I am a tenured professor planning about seven years past the Ph.D. Over the past few years, I've applied to a handful of jobs (I haven't been looking aggressively — just applied to the good opportunities that came up, along with 500 other people).
My references usually come from:
- My Ph.D. advisor (who has moved to a new institution since I finished my Ph.D.).
- Another professor who taught me in graduate school.
- A mid-career professor from another institution who has read some of my publications. He's not a super-star academic that anyone from any field in my discipline will know, but he is established and well known within my particular field.
- (For jobs requiring four reference letters) another professor from my graduate institution.
This is basically the same set of letters I have used since I was on the market as an ABD student seven years ago. They worked back then for finding a tenure-track job, but I'm wondering now if I should shake things up – perhaps get away from having any letters from people at my graduate institution other than my Ph.D. advisor, for example.
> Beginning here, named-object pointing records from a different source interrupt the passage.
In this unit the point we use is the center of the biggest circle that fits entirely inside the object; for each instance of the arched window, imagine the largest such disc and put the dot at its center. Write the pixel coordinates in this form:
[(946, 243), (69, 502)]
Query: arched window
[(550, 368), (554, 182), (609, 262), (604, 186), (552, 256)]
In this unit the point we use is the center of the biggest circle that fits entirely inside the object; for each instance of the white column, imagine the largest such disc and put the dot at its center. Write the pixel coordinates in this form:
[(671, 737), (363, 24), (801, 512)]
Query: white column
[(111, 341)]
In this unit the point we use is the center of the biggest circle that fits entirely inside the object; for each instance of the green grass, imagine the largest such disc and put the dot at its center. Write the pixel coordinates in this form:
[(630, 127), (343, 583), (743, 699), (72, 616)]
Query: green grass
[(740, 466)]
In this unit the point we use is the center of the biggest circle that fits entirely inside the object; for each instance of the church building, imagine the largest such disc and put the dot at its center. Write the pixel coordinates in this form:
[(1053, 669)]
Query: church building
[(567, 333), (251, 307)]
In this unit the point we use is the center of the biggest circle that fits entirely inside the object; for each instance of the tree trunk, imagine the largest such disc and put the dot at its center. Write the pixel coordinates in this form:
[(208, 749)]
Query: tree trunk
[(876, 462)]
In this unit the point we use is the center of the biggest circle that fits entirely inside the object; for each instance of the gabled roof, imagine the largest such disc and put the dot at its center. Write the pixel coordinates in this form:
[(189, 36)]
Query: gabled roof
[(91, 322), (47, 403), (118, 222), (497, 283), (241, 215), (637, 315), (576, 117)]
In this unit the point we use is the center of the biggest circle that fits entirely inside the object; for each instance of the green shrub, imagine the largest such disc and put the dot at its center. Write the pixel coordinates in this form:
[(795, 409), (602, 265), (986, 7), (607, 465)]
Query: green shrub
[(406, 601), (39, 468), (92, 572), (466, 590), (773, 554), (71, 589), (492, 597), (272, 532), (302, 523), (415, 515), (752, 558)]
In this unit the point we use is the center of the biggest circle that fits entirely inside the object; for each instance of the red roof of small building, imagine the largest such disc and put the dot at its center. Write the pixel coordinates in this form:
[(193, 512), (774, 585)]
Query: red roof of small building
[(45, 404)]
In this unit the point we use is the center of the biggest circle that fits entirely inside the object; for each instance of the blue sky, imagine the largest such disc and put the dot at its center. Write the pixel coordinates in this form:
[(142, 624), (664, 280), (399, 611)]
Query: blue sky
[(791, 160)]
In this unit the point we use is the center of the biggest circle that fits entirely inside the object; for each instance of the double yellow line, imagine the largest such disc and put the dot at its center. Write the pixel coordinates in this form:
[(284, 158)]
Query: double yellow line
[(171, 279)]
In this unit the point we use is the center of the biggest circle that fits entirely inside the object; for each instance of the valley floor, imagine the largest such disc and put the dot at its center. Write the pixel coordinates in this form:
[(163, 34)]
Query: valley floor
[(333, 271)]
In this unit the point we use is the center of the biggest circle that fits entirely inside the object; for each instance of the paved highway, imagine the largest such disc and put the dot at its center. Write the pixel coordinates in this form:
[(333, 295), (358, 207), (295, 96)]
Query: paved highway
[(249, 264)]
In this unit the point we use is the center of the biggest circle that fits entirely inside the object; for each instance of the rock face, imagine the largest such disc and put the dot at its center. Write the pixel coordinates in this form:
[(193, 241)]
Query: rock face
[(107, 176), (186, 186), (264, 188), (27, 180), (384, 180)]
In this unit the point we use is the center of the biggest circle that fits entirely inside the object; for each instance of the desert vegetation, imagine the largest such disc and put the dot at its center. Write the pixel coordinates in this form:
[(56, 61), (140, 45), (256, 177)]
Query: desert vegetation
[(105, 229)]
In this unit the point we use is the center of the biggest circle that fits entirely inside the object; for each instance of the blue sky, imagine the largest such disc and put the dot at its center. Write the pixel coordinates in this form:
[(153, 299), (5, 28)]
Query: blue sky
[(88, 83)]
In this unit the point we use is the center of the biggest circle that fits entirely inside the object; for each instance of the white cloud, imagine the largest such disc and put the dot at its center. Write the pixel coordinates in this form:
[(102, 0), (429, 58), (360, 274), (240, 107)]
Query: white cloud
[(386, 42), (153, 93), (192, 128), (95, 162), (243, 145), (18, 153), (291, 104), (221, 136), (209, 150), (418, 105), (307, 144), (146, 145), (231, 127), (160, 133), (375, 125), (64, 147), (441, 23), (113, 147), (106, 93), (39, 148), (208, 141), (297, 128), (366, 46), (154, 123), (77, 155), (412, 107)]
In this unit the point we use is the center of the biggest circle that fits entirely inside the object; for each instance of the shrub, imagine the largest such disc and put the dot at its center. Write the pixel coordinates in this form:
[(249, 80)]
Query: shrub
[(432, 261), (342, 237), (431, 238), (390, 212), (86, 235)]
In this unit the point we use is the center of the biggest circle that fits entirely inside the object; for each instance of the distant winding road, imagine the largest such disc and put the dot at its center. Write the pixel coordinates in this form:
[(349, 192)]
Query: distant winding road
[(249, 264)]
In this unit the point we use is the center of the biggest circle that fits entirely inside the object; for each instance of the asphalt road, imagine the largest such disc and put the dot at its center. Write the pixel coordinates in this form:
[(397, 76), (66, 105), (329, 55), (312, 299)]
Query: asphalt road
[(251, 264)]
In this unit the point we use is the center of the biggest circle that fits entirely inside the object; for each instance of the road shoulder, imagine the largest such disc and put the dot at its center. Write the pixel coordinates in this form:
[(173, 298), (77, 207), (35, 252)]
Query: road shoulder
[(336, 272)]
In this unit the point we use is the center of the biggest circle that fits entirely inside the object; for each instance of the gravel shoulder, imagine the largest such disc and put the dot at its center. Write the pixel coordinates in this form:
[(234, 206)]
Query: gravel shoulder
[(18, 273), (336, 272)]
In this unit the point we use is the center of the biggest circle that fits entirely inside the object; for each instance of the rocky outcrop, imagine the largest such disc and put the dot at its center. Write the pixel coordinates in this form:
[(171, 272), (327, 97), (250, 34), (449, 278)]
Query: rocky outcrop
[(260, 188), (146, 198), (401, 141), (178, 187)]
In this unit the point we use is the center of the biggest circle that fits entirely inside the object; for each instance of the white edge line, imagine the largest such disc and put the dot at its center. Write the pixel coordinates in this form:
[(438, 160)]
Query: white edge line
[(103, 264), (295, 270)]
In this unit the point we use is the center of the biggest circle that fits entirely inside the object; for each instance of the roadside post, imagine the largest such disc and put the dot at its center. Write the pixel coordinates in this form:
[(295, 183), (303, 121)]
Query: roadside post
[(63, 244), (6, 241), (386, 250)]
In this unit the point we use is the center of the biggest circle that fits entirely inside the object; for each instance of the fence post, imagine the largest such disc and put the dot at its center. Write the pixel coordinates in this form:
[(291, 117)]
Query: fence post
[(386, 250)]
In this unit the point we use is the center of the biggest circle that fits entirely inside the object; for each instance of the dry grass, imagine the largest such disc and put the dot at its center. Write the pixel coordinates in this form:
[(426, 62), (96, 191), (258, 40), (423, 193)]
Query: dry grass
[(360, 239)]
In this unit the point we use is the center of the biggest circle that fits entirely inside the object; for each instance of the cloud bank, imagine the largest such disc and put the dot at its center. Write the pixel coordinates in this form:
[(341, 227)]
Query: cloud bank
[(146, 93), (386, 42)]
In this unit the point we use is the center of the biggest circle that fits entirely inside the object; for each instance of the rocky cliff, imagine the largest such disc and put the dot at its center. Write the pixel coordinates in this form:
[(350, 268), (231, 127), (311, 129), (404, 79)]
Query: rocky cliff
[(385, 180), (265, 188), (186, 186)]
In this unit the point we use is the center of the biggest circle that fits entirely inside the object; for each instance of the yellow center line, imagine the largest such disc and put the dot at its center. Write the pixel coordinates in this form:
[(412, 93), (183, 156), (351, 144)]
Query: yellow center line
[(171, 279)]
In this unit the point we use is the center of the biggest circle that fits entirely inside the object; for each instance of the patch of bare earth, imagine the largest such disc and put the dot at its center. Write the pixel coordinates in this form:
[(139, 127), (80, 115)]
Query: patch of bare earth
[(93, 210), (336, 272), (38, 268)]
I worry that the letters from professors who only knew me in graduate school will seem stale (and frankly, I haven't had much contact with these people since I graduated, so they probably can't comment in detail on what I have been up to since I was a student).
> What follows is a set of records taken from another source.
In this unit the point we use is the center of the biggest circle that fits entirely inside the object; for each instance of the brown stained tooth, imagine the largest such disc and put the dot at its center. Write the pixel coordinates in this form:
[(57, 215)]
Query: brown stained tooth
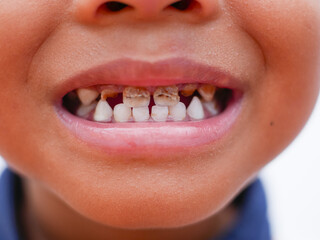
[(166, 96), (87, 95), (188, 90), (109, 91), (136, 97), (207, 92)]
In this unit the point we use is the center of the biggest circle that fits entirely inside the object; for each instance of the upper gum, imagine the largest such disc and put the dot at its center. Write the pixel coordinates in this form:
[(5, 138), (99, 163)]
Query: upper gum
[(151, 89)]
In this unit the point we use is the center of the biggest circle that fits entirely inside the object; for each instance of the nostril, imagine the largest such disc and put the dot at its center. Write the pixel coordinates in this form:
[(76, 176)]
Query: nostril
[(114, 6), (184, 4)]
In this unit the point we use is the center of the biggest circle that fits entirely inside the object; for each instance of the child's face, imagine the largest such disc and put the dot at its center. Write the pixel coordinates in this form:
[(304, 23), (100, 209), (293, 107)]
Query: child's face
[(182, 174)]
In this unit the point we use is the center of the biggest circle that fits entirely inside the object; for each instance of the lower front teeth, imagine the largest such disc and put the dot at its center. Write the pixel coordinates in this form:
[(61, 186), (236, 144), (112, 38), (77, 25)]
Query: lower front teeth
[(140, 114), (178, 112), (159, 113), (122, 113), (103, 112), (84, 111), (195, 109)]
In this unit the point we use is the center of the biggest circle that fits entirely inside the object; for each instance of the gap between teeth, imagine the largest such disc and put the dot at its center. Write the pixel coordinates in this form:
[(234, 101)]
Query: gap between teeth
[(136, 100)]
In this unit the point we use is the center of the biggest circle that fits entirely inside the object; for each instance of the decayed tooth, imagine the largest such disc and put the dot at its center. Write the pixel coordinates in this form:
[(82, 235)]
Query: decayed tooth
[(207, 92), (136, 97), (87, 95), (103, 112), (159, 113), (109, 91), (140, 114), (178, 112), (188, 90), (195, 109), (121, 113), (166, 96), (212, 107), (83, 111)]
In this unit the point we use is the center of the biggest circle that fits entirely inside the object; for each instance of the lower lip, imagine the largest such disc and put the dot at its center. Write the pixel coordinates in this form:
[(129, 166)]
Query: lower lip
[(162, 135)]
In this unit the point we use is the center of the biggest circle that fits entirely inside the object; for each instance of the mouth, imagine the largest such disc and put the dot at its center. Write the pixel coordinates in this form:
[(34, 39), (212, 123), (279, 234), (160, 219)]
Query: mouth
[(128, 105)]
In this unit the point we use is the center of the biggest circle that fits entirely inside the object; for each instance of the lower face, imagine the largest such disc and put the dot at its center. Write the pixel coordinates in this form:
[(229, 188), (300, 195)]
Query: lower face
[(190, 167)]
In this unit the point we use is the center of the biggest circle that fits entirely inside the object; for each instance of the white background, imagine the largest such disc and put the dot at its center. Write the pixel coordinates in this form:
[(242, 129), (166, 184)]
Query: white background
[(292, 183)]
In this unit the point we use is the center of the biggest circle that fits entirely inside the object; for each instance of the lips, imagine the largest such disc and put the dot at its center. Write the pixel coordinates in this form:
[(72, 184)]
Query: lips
[(157, 135)]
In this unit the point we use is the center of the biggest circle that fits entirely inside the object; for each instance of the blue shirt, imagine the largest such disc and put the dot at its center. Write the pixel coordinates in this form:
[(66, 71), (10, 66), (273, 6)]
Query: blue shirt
[(251, 223)]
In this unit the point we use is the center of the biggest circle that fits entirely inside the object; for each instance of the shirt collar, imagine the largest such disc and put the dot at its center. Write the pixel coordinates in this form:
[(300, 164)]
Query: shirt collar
[(252, 222)]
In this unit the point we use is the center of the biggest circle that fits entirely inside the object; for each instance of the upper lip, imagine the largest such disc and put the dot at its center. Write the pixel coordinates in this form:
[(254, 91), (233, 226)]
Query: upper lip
[(129, 72)]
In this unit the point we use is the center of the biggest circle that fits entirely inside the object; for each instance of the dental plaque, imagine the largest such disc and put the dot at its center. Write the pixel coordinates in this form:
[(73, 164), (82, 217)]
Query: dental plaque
[(175, 103)]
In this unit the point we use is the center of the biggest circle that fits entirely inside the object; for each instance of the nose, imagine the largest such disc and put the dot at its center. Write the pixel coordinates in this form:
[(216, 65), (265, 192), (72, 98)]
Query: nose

If I don't continue to rely largely on letters from professors at my graduate institution, whose letters should I replace them with? People who I think were anonymous reviewers for my books and articles? People who I think wrote letters for my tenure review? People in my current department whom I trust (this is tricky, of course, since I don't want to advertise too loudly within the department that I am applying for new jobs)?
I'm in the humanities, for what that's worth.